Ein Bericht vom Freiwilligenfestival 2006 in der Ukraine
Im Laufe des ersten Tages, Mittwoch, kamen die Teilnehmer des Euridea-Festivals in Kiew an. Die meisten waren mit dem Zug gekommen, die Teilnehmer von Moldawien mit dem Bus. Sie wurden vom Vorbereitungsteam in der Stadt abgeholt, und zu der ein wenig außerhalb von Kiew gelegenen Unterkunft gebracht.
Der Veranstaltungsort war ein ehemaliges Kur-Gelände, das den Beinahmen „Die Lunge von Kiew“ hat. Da es eine halbe Stunde von der Stadt entfernt lag, war die Gegend sehr ruhig und das Gelände war groß genug, so dass die meisten Workshops im Freien stattfinden konnten.
Der erste Tag wurde mit dem gegenseitigen Kennenlernen verbracht, verschiedene Spiele dienten dazu, dass sich die Teilnehmer gegenseitig beschnuppern konnten und sich neue Freundschaften anbahnen konnten. Besonders herzlich waren natürlich die Wieder-Begegnungen von Teilnehmern, die sich bereits früher einmal bei einem internationalen Austausch kennen gelernt hatten. Der erste Veranstaltungstag endete ziemlich früh, da viele Teilnehmer von der langen Fahrt erschöpft waren, und besonders die Teilnehmer aus Sibirien neben fünf Tage Zugfahrt auch noch sechs Stunden Zeitverschiebung verdauen mussten. Darüber hinaus wollten auch alle am nächsten Morgen möglichst fit sein, wenn das Festival endlich richtig losgehen sollte.
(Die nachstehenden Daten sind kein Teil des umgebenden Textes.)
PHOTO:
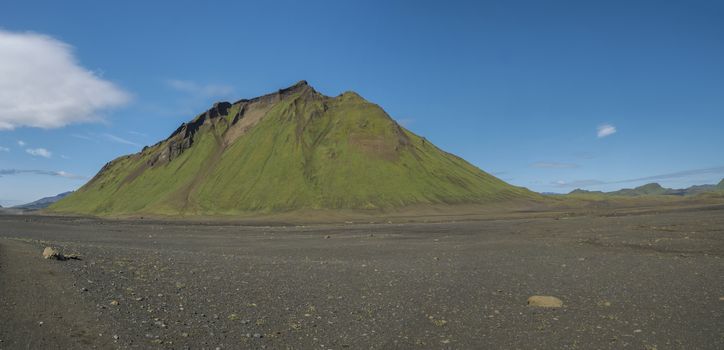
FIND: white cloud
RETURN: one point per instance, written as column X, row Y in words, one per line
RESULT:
column 39, row 152
column 553, row 165
column 606, row 130
column 204, row 90
column 6, row 172
column 43, row 85
column 117, row 139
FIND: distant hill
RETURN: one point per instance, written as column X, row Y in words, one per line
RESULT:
column 292, row 149
column 645, row 190
column 653, row 189
column 43, row 203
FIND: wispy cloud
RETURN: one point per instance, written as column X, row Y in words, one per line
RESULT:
column 605, row 130
column 117, row 139
column 39, row 152
column 43, row 85
column 677, row 175
column 205, row 90
column 7, row 172
column 553, row 165
column 666, row 176
column 82, row 137
column 106, row 137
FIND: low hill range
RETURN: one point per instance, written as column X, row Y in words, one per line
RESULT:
column 654, row 189
column 43, row 203
column 292, row 149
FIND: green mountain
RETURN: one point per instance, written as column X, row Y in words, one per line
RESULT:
column 293, row 149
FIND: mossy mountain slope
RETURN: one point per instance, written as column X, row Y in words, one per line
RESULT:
column 293, row 149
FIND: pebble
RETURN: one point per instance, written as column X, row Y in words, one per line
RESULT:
column 544, row 301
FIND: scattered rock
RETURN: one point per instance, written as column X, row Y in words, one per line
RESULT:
column 50, row 253
column 544, row 301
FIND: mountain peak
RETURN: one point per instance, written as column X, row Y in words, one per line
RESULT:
column 291, row 149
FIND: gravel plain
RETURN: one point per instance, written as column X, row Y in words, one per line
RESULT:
column 644, row 281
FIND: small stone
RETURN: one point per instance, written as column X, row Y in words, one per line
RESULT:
column 50, row 253
column 544, row 301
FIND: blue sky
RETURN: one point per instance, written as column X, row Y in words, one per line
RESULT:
column 519, row 88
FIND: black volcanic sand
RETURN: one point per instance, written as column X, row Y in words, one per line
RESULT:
column 651, row 281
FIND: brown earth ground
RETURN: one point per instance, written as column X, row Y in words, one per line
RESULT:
column 629, row 276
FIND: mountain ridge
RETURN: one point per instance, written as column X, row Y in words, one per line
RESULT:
column 653, row 189
column 292, row 149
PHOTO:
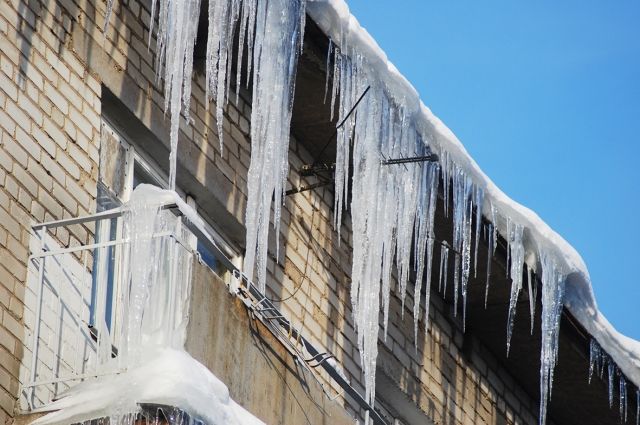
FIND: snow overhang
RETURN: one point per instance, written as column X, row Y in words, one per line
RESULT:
column 581, row 318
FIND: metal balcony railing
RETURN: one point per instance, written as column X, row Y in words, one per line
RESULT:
column 77, row 292
column 78, row 289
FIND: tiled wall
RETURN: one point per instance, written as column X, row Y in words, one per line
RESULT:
column 55, row 63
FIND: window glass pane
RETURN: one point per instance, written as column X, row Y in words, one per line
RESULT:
column 214, row 263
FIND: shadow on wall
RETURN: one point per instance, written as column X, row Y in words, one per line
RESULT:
column 261, row 374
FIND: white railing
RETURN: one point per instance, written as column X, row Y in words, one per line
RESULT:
column 76, row 293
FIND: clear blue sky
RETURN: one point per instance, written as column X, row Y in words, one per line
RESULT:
column 545, row 95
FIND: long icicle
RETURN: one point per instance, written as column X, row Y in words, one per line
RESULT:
column 276, row 49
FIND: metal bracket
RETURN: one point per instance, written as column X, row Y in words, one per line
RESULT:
column 424, row 158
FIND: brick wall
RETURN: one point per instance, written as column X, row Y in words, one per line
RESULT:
column 55, row 62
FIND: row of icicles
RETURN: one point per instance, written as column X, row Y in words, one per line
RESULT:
column 392, row 206
column 599, row 362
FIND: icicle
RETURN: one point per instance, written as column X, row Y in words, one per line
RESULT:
column 326, row 82
column 623, row 397
column 223, row 16
column 612, row 372
column 516, row 248
column 479, row 201
column 553, row 284
column 462, row 213
column 425, row 231
column 445, row 262
column 247, row 18
column 493, row 239
column 277, row 40
column 533, row 295
column 637, row 406
column 177, row 30
column 445, row 163
column 107, row 15
column 442, row 267
column 595, row 358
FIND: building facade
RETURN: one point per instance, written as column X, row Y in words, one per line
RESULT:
column 82, row 123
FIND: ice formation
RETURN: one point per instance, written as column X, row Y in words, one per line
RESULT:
column 516, row 249
column 553, row 287
column 177, row 31
column 278, row 39
column 599, row 360
column 163, row 376
column 533, row 295
column 389, row 202
column 151, row 366
column 336, row 21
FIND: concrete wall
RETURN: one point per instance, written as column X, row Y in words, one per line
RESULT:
column 260, row 373
column 58, row 70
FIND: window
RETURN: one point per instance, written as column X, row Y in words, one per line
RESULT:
column 123, row 167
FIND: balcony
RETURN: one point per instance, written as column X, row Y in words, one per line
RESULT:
column 79, row 292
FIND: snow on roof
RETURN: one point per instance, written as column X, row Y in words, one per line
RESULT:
column 337, row 22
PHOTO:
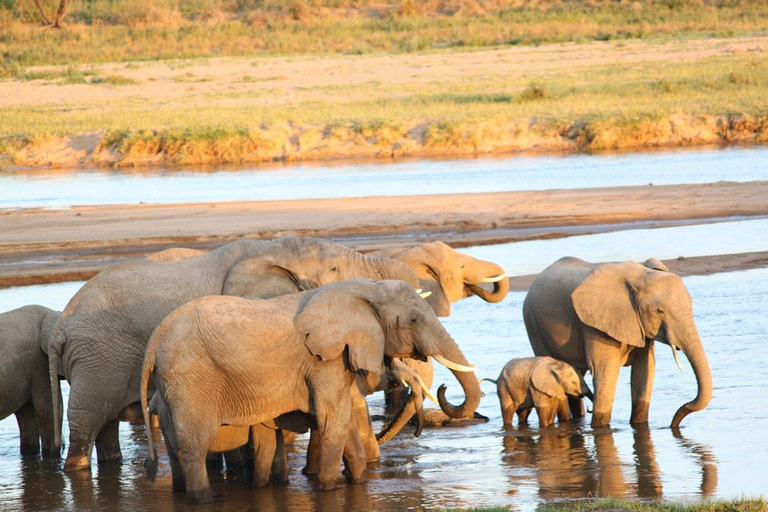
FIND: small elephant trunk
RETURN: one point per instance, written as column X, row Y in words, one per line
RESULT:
column 468, row 381
column 694, row 351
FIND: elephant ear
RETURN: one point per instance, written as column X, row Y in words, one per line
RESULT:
column 544, row 379
column 605, row 300
column 437, row 299
column 334, row 319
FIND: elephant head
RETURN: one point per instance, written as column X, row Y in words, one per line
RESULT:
column 383, row 318
column 635, row 304
column 558, row 379
column 294, row 264
column 451, row 275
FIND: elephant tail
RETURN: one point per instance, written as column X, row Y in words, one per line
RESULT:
column 149, row 367
column 55, row 349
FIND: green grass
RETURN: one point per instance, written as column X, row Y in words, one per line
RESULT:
column 127, row 30
column 616, row 505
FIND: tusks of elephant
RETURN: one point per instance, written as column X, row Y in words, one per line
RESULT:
column 424, row 388
column 454, row 366
column 493, row 279
column 674, row 354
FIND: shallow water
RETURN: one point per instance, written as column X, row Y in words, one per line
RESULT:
column 56, row 188
column 531, row 257
column 717, row 455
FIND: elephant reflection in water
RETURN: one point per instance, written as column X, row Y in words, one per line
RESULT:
column 567, row 467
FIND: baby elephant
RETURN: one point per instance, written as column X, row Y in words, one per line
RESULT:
column 540, row 382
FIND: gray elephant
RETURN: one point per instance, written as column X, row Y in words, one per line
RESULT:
column 105, row 327
column 600, row 317
column 25, row 388
column 450, row 275
column 227, row 361
column 537, row 382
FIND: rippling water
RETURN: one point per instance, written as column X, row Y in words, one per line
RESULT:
column 62, row 188
column 716, row 455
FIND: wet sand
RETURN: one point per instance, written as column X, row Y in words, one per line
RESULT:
column 42, row 246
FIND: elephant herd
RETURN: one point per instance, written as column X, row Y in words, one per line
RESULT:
column 249, row 343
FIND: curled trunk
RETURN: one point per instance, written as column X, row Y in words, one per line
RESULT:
column 694, row 351
column 468, row 381
column 500, row 288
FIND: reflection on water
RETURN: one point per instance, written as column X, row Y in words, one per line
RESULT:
column 56, row 188
column 714, row 455
column 635, row 244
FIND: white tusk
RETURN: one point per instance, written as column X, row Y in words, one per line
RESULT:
column 454, row 366
column 493, row 279
column 674, row 353
column 425, row 389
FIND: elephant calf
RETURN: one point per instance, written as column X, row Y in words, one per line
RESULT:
column 541, row 383
column 25, row 388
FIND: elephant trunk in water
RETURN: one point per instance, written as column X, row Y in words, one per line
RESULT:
column 467, row 379
column 491, row 274
column 694, row 351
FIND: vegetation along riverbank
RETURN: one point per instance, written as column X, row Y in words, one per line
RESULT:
column 316, row 80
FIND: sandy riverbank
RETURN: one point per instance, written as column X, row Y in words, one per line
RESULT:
column 39, row 246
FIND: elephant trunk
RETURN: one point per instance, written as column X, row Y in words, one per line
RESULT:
column 694, row 351
column 493, row 274
column 468, row 381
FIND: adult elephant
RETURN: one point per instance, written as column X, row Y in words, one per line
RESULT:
column 299, row 352
column 104, row 329
column 451, row 275
column 102, row 333
column 24, row 384
column 599, row 317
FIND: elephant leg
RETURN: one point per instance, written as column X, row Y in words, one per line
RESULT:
column 234, row 459
column 508, row 408
column 28, row 430
column 108, row 443
column 214, row 461
column 604, row 360
column 563, row 410
column 280, row 462
column 355, row 458
column 313, row 453
column 365, row 429
column 643, row 371
column 333, row 439
column 264, row 449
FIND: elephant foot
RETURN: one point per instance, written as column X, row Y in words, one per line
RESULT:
column 200, row 496
column 178, row 484
column 320, row 486
column 77, row 463
column 639, row 413
column 601, row 419
column 30, row 449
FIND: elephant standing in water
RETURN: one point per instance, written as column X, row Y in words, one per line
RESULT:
column 228, row 361
column 25, row 388
column 599, row 317
column 537, row 382
column 104, row 329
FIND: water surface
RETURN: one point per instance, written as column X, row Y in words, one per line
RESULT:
column 715, row 456
column 63, row 188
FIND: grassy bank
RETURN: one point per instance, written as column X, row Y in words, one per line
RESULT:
column 638, row 104
column 131, row 30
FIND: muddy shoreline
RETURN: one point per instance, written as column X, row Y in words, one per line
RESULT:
column 42, row 246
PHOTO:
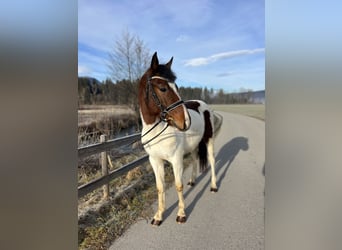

Am Donnerstag trafen sich die Teilnehmer um neun Uhr morgens in der Kantine des Sanatoriums, wo das Frühstück serviert wurde. Eine neue Erfahrung war dabei, dass man in der Ukraine Reis und Buletten zum Frühstück isst – und das fast jeden Tag.
Nach dem Frühstück wurde das Euridea-Festival in seiner Konzeption von den Organisatoren von New Group vorgestellt. Dabei wurde die Geschichte des Festivals und seine Entwicklung vorgetragen, und betont, dass bei diesem Festival die Teilnehmer die Verantwortlichen für das Gelingen sind. Dies war aber keine große Neuigkeit und alle Teilnehmer hatten in kleinen Gruppen verschiedene Workshops vorbereitet. Auch die Erwartungen und auch Befürchtungen der Teilnehmer für das Festival wurden besprochen.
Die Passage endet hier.